The Developing Storm and Chance of Snow

As I mentioned on this morning, the models and my resulting forecast changed a bit after the morning package came in yesterday. On that note, I am going to wait until I get the new data to make my post here today. Please check back. In the meantime, the HPC rainfall forecast has gone up from yesterday. I had said that a shift in speed or track may double our totals... well we are getting close to it.

I have kept the regional radar at the bottom of this post, but you can get it on my TV Graphics tab above.

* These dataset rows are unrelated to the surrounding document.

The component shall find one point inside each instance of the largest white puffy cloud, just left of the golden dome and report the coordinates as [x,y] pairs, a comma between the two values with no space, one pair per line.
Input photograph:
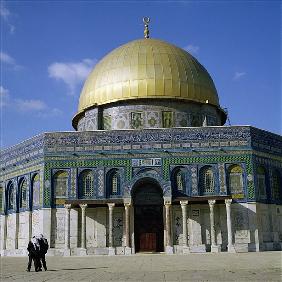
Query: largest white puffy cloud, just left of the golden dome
[71,73]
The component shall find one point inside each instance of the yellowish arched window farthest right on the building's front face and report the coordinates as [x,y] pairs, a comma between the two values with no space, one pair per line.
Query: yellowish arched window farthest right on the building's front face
[235,180]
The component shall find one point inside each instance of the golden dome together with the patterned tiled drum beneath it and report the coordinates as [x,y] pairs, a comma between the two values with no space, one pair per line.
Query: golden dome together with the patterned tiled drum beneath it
[148,83]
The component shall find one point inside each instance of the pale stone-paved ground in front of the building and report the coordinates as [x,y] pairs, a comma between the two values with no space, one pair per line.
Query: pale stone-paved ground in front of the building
[265,266]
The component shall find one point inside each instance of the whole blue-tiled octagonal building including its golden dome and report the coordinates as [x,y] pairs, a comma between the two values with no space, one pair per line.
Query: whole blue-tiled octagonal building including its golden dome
[150,167]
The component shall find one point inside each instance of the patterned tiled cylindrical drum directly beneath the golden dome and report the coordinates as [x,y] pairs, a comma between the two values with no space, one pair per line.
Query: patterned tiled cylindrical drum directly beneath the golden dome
[148,113]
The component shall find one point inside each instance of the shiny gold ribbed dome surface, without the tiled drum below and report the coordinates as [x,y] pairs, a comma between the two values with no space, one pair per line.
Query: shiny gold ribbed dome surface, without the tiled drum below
[147,68]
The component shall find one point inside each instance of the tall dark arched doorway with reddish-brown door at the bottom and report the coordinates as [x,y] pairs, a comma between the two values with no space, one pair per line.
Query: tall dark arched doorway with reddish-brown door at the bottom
[148,216]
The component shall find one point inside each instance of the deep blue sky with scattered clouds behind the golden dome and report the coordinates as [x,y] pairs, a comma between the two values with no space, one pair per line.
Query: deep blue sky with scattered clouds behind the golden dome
[49,47]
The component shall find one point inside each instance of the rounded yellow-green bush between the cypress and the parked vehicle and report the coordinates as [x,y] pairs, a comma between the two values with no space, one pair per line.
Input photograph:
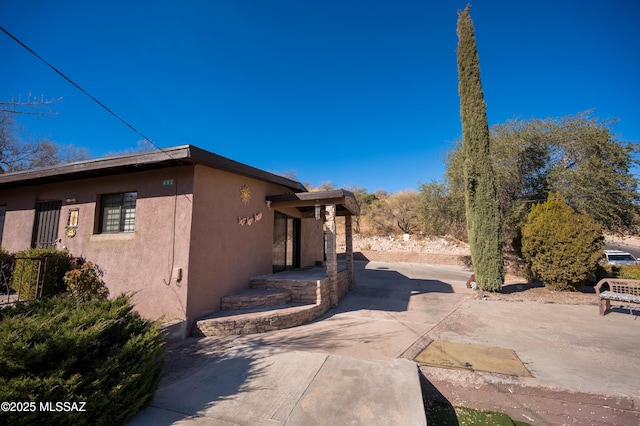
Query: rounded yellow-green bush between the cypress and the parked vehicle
[562,247]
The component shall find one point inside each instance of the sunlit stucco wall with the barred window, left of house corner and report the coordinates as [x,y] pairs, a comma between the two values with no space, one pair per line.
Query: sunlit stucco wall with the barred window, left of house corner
[141,262]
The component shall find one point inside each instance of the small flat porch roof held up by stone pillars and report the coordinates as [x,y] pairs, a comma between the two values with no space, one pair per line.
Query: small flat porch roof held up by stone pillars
[345,201]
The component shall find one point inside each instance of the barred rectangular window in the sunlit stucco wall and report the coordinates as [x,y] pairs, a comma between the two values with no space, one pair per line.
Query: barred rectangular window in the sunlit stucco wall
[118,212]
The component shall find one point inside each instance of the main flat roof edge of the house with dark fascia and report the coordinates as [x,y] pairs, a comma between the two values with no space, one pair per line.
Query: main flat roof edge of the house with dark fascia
[136,162]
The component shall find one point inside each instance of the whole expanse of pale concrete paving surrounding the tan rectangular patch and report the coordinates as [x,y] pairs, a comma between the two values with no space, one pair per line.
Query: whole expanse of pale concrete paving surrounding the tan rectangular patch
[354,365]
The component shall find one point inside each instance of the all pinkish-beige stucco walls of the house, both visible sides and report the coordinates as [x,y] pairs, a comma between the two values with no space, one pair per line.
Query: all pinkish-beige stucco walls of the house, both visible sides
[190,224]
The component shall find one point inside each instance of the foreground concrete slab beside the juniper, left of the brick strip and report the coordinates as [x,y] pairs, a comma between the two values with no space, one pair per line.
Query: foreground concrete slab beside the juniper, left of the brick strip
[252,387]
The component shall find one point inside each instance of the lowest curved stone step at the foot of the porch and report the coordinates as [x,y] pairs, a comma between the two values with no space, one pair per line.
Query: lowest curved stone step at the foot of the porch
[228,323]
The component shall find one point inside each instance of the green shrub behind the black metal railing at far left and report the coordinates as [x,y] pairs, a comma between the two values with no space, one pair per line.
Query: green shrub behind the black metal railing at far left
[54,264]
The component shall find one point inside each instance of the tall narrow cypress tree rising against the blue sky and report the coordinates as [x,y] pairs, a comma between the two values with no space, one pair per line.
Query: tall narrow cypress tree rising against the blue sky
[481,203]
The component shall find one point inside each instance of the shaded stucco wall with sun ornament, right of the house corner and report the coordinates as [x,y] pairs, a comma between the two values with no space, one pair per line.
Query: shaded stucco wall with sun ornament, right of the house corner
[224,254]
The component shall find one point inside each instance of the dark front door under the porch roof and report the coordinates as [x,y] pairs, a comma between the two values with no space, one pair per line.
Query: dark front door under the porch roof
[286,242]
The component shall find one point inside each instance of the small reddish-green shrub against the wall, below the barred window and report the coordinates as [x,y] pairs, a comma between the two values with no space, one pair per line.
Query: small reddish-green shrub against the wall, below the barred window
[84,281]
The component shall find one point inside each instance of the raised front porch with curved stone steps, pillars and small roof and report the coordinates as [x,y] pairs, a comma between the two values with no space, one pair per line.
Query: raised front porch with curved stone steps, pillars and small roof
[295,296]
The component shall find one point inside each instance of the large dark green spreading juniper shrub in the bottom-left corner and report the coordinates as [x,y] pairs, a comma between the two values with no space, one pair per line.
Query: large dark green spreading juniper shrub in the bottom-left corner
[62,350]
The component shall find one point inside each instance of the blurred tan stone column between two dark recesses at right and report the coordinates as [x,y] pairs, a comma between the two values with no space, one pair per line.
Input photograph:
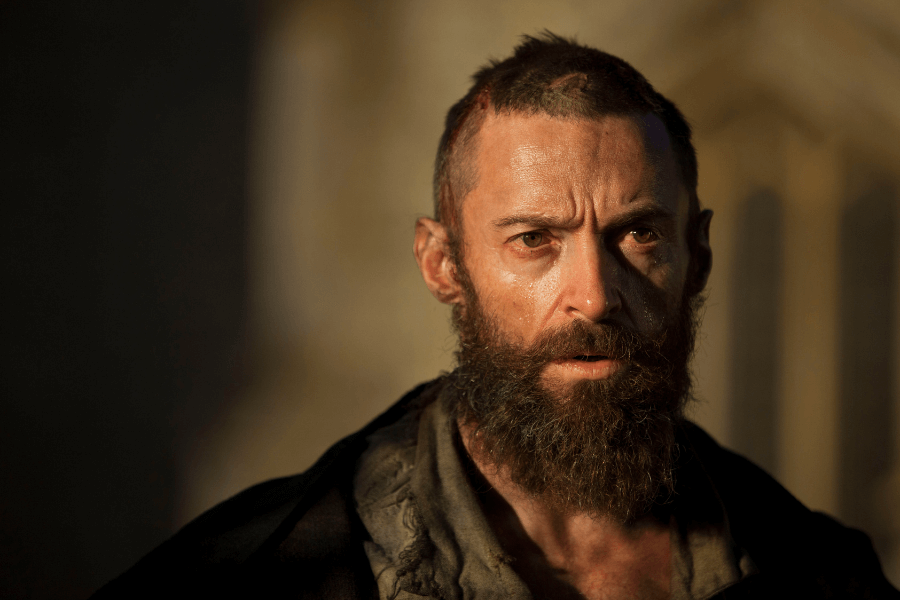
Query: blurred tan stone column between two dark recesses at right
[808,428]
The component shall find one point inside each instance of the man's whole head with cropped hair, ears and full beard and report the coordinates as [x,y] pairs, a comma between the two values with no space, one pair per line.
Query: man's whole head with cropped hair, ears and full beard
[570,243]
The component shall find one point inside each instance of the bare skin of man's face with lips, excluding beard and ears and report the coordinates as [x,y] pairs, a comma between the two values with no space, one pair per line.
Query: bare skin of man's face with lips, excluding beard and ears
[575,220]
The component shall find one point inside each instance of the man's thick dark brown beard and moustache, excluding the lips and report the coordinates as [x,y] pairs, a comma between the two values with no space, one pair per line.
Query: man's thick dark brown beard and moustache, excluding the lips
[604,447]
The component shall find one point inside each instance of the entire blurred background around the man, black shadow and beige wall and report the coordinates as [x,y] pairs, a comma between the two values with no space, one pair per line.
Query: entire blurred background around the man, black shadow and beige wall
[207,223]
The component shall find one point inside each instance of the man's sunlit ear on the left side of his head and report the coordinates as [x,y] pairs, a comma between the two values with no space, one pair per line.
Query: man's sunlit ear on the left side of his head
[432,252]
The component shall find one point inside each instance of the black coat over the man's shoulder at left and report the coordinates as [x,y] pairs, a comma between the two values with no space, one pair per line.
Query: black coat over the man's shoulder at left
[304,522]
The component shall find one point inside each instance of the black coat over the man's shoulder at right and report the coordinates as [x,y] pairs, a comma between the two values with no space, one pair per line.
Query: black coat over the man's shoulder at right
[790,544]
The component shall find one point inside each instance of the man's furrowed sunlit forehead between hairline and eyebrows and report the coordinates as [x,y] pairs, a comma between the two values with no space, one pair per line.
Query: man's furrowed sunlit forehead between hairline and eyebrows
[540,162]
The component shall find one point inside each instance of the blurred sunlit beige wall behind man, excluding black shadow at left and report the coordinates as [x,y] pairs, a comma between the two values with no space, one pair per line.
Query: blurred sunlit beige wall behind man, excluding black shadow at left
[796,109]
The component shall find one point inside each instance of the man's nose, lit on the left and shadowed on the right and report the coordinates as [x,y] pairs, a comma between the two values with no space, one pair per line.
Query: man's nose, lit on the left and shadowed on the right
[590,289]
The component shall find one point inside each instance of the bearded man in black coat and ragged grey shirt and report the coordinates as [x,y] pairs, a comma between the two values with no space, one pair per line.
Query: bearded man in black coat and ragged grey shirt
[555,461]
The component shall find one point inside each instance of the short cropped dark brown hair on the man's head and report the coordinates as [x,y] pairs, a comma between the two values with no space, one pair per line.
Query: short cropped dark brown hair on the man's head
[558,77]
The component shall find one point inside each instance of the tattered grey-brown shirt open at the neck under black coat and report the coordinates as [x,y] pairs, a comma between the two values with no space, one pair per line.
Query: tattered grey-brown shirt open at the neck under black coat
[430,538]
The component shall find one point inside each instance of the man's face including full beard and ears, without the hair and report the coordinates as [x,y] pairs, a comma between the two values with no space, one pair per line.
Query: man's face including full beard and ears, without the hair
[575,321]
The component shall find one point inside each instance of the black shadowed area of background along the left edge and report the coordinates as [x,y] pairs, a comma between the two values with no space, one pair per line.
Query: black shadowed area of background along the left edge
[123,129]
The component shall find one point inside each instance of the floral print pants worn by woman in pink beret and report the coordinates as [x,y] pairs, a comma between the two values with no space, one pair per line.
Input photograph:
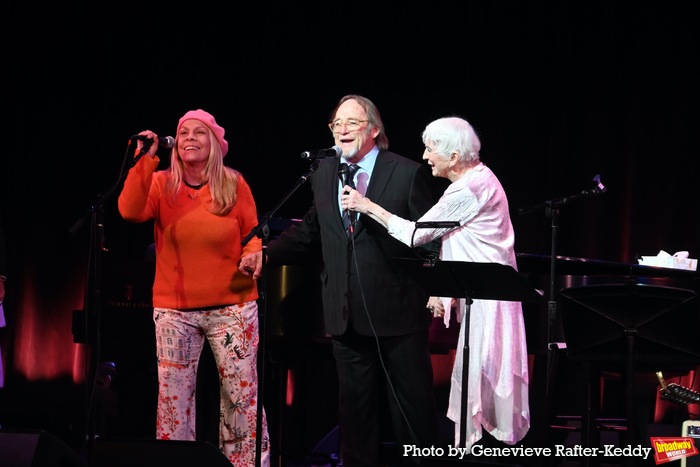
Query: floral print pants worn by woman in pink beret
[232,333]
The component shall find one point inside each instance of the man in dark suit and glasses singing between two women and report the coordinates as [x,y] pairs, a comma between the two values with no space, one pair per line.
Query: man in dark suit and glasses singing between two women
[374,311]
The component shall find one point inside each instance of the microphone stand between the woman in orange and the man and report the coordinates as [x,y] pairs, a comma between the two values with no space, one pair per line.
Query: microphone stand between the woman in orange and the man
[262,230]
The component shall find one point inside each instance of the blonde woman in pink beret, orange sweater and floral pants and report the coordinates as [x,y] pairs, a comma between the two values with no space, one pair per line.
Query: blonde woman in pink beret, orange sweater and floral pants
[201,211]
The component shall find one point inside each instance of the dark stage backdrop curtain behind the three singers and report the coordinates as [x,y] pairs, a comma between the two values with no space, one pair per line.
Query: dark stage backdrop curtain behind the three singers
[558,91]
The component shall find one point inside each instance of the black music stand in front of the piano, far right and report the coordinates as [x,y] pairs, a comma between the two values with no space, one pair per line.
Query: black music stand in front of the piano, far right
[630,324]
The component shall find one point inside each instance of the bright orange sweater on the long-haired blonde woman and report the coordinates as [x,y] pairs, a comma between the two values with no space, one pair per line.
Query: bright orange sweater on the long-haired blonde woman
[197,252]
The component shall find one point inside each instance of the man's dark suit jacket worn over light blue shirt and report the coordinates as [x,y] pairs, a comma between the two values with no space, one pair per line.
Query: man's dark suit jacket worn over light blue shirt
[395,302]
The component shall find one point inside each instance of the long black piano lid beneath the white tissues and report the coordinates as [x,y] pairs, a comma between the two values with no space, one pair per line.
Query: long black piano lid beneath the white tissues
[565,265]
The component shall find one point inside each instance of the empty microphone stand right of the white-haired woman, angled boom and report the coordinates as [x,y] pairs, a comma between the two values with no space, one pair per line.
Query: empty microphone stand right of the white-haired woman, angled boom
[552,208]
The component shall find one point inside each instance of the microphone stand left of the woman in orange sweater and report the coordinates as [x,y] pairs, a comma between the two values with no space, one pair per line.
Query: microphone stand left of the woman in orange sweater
[92,313]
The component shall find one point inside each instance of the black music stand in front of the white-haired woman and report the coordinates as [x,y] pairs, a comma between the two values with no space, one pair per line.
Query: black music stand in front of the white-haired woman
[469,280]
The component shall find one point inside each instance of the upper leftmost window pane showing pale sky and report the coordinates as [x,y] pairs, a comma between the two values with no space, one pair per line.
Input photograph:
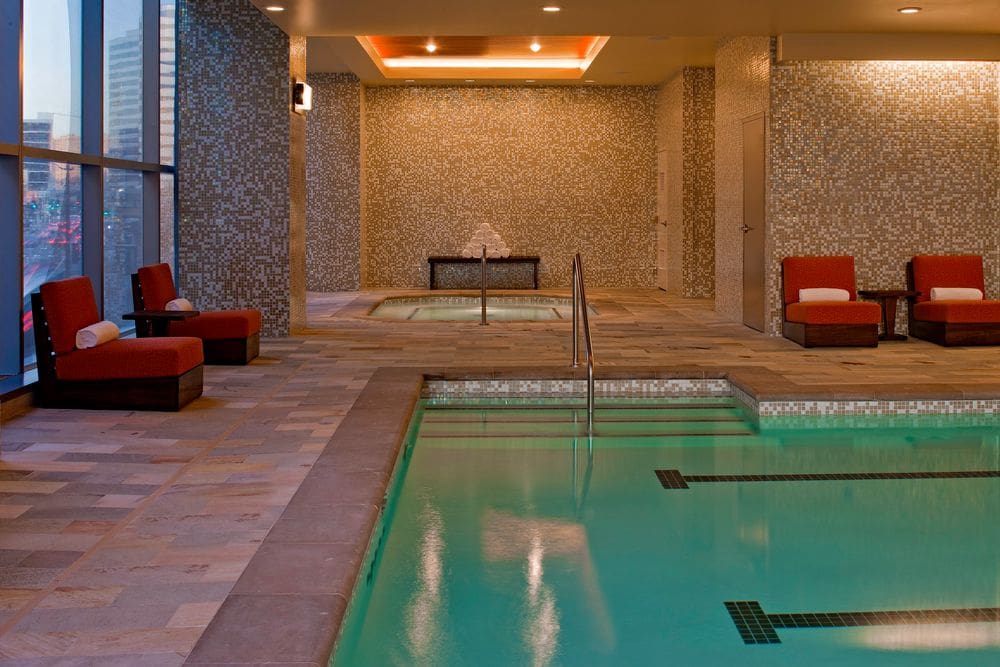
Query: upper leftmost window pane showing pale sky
[52,78]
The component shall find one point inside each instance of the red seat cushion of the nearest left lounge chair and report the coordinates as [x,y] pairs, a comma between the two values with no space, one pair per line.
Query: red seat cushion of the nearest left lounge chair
[131,358]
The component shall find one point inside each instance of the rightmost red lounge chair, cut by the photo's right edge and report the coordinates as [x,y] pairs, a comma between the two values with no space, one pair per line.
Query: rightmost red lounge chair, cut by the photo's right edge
[951,322]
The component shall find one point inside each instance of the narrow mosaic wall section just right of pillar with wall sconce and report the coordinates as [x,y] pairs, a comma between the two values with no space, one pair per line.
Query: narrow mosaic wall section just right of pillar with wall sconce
[333,156]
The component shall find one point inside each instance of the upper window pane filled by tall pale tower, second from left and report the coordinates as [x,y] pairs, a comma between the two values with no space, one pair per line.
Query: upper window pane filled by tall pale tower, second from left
[123,79]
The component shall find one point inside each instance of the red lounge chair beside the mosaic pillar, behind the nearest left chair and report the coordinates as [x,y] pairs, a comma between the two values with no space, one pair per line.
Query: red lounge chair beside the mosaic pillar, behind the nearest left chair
[230,336]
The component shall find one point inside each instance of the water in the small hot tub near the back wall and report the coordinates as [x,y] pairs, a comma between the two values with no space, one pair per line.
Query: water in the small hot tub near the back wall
[467,308]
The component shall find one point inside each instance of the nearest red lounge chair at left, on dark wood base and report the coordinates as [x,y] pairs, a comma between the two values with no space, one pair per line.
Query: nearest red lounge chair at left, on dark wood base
[132,374]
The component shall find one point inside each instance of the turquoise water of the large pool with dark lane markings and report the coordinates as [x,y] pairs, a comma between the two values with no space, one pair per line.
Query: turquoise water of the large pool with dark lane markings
[514,539]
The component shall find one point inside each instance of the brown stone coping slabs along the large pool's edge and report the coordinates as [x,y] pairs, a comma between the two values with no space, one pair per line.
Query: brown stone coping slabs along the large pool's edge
[288,605]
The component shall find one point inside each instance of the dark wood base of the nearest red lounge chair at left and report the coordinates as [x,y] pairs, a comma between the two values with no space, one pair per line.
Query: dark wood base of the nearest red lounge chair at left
[166,393]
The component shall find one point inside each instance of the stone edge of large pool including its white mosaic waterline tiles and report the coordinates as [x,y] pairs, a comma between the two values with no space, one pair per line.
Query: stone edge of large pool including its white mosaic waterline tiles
[307,566]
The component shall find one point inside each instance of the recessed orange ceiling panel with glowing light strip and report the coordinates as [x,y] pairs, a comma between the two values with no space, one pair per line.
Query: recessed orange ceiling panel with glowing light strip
[482,57]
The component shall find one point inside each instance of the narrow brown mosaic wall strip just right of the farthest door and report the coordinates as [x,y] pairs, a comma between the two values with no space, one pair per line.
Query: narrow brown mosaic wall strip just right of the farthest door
[699,182]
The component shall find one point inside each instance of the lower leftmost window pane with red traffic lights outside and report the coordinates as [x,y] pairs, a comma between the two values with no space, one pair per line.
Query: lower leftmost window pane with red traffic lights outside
[53,245]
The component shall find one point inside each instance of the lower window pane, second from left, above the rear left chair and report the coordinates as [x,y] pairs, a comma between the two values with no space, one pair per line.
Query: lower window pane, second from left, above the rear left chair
[122,241]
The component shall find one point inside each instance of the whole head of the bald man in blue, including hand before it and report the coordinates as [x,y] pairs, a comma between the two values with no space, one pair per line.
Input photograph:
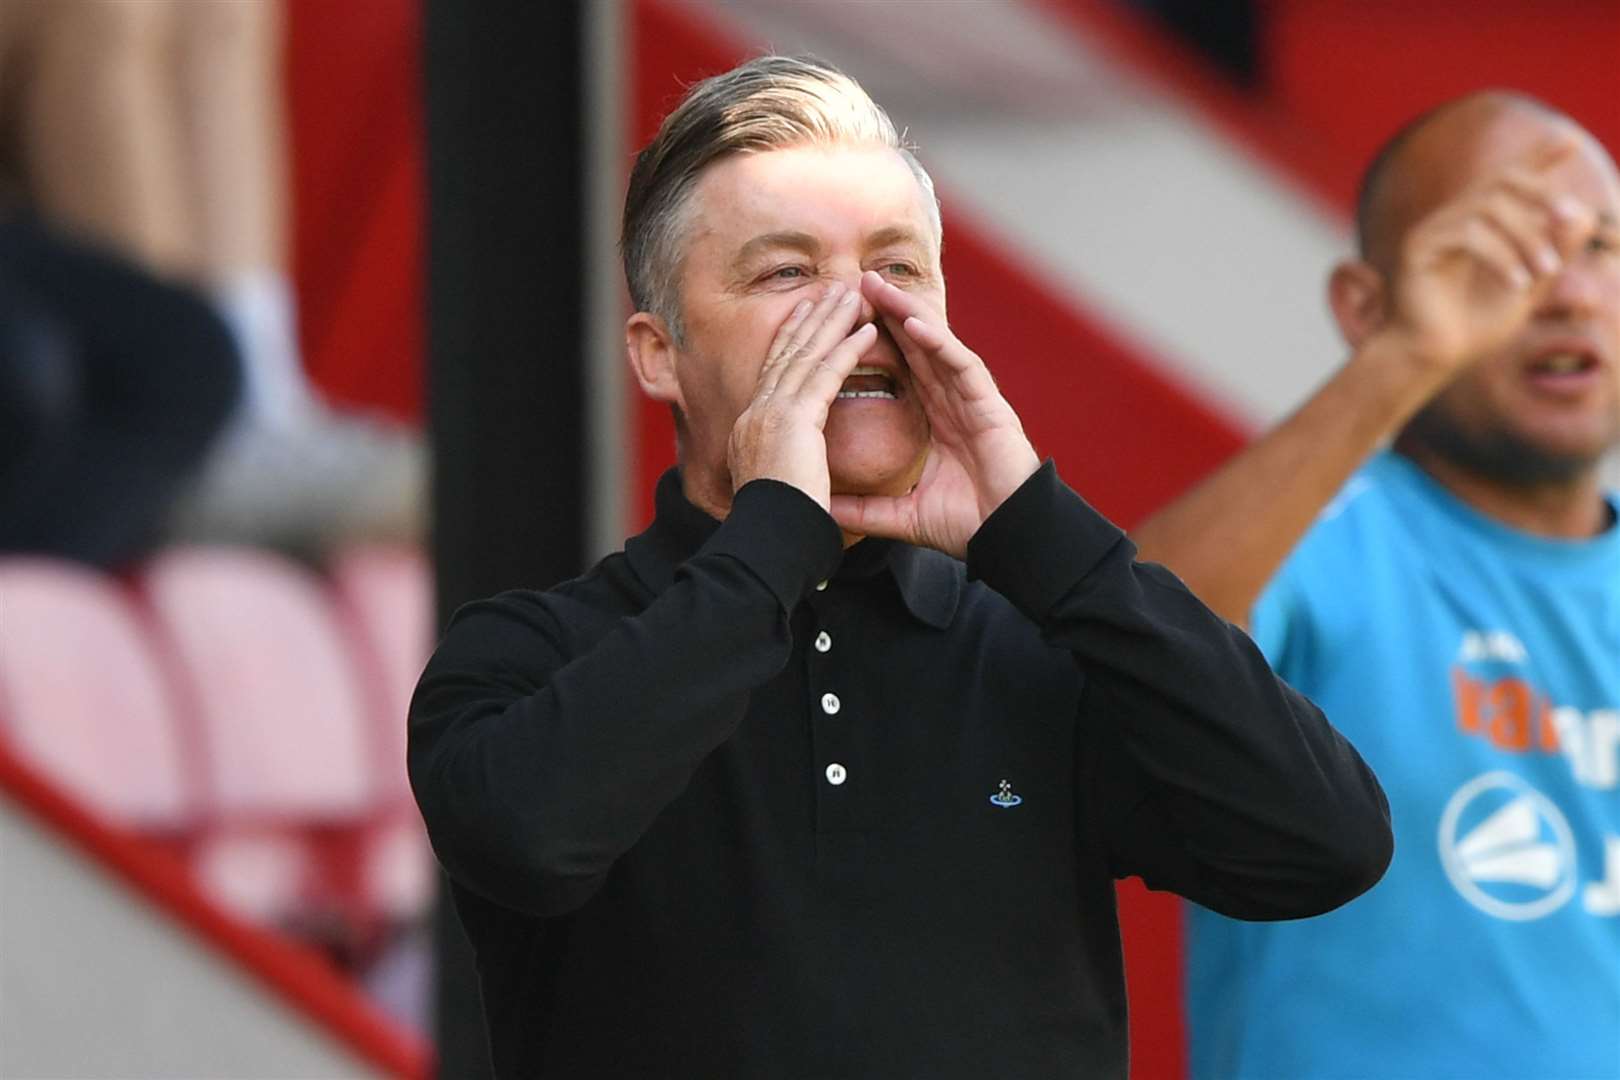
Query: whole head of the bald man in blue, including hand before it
[1493,224]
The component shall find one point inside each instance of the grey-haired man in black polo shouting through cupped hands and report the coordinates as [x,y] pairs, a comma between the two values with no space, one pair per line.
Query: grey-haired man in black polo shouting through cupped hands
[759,797]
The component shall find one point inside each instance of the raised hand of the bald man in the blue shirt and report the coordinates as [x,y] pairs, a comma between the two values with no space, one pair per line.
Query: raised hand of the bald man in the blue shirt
[1470,273]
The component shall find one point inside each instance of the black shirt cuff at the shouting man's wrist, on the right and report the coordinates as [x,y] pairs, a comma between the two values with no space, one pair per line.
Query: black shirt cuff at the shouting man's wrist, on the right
[1041,543]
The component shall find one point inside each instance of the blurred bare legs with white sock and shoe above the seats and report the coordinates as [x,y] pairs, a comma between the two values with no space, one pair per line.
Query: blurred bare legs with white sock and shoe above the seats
[156,129]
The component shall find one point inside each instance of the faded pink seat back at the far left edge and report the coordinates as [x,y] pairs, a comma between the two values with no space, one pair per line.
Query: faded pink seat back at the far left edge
[83,697]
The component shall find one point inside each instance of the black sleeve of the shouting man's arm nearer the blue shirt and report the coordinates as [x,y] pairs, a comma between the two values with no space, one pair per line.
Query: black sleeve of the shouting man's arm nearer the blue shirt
[1216,778]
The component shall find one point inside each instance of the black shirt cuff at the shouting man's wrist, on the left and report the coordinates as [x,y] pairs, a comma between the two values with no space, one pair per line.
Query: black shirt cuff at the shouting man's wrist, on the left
[782,535]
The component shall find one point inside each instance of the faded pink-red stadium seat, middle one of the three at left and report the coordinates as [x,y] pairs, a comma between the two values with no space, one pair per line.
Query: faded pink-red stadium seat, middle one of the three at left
[283,731]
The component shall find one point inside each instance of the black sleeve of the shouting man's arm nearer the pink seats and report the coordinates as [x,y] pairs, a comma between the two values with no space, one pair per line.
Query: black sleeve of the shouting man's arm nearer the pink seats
[547,738]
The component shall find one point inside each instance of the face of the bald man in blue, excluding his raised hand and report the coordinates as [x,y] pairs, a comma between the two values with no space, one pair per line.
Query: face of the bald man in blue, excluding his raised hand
[1548,406]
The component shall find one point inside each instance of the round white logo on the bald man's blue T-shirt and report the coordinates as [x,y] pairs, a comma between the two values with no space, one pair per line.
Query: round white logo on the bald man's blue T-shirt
[1507,848]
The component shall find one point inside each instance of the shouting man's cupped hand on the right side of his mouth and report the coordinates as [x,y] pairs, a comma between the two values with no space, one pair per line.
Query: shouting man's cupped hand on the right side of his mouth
[979,454]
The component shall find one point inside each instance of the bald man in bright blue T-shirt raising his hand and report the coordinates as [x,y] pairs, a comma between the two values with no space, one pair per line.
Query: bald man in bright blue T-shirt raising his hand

Below is my model analysis, but some of the maps are not easy to read. I have cut out our region, along with highlighting Maryland in a yellow circle.

Late Morning UPDATE:
Now that the models are trickling in, I can see the development, or perhaps over excitement of cold air in the computer models. There is a ton of information to sort through, but what I try to do here is provide the best graphical display. I will try to keep this short, but sweet.
The NGM (here), shows the next development for Saturday morning. This looked heavier on the NAM model, but the rain that moves on late Friday, will be here on Saturday morning, but perhaps break into showers during the day. The arctic boundary to our west will turn rain to snow in Chicago. That white line shows the freezing line. Could be interesting football weather in Michigan mid day.
The NAM shows low pressure slowly passing overhead, and keeping steady rain around through Saturday evening. The low in the Great Lakes looks stronger here, and the band of precipitation behind the freezing line would translate to heavy snow from Chicago to South Bend, IN, and Michigan. The way this wraps up, will pull cold air farther south behind the storm. That will arrive on Sunday- and settle in on Monday.

Snow Next Week?
Here is my personal favorite- the Canadian (from Environmental Canada) showing the surface and upper level maps behind this storm on Monday. On the left, the surface map shows what is left of the Low Pressure Center, just spinning itself out. It is stacked aloft, and circulating cold air around it, while drifting east of the Great Lakes. The black line is the 'freezing' line that is well to our south and moving off of the coast. It does not guarantee freezing temperatures for us, but it supports snow development in the clouds. The image on the right, shows the upper level chart at 500mb. This is the energy needed to generate showers, and there is a lot of it. The push of arctic air moves in during the day, keeping us in the 40s, with an afternoon rain or snow shower. The X in Ohio is the second push with the core of the cold air. That will arrive on Tuesday. This is why I put rain or snow showers for Monday, but snow showers or flurries on Tuesday. Usually the best chance for this is in the hilly terrain north and west of Baltimore, I will fine tune this we get closer. Just showers- but a start and sign of the changing season.